Secretary General Biscevic informed the conference participants of several projects currently being developed by the RCC Secretariat, including the projects of establishing the South East Europe Regional Fire-Fighting Centre and the Southeastern-Central Europe Catastrophe Risk Insurance Facility.

The ministers stressed that addressing the climate change requires urgency, as SEE is already vulnerable to climate variability. Adverse impacts include increased flood and drought magnitude and damages, reductions in crop yields, decreased water availability, and increased number of people exposed to vector and water-borne diseases. The conference participants underlined that adaptation could significantly reduce these effects.

The five countries agreed to implement systematic observation, improve data exchange, develop climate change scenarios, produce climate change risk maps, establish national early warning systems against harmful effects of weather variables to human health, construct irrigation systems in drought prone areas, rehabilitate the existing and construct new flood protection and drainage systems.

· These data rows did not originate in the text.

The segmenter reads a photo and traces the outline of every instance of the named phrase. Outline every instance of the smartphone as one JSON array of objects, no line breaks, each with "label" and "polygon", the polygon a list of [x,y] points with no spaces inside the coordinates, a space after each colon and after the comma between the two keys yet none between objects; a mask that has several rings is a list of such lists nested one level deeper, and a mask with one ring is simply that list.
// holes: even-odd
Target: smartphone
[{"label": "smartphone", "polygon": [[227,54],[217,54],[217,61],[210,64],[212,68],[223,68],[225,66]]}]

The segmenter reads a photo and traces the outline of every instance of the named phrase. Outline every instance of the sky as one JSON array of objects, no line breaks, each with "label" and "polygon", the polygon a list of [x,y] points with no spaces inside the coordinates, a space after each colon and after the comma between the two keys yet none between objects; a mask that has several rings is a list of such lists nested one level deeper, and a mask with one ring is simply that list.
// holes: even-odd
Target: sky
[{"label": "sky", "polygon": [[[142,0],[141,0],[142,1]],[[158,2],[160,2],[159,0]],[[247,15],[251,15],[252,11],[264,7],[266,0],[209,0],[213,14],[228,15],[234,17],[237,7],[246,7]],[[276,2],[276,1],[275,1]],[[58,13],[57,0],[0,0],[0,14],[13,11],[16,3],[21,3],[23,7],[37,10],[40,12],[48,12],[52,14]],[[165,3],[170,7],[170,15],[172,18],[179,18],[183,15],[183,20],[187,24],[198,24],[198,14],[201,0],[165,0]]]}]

The ministers invited the donor countries and the European Union to financially support implementation of the Framework Action Plan during 2009-2011. They empowered Serbia to present the Plan to the UN Climate Change Conference – the 14th session of the Conference of the Parties, which will be held in Poznań, Poland, in December 2008.

Representatives of the European Commission, donor countries, international organizations, institutions and non-governmental organizations also participated in the conference. The development of the Framework Action Plan was financially supported by the Royal Norwegian Ministry of Foreign Affairs.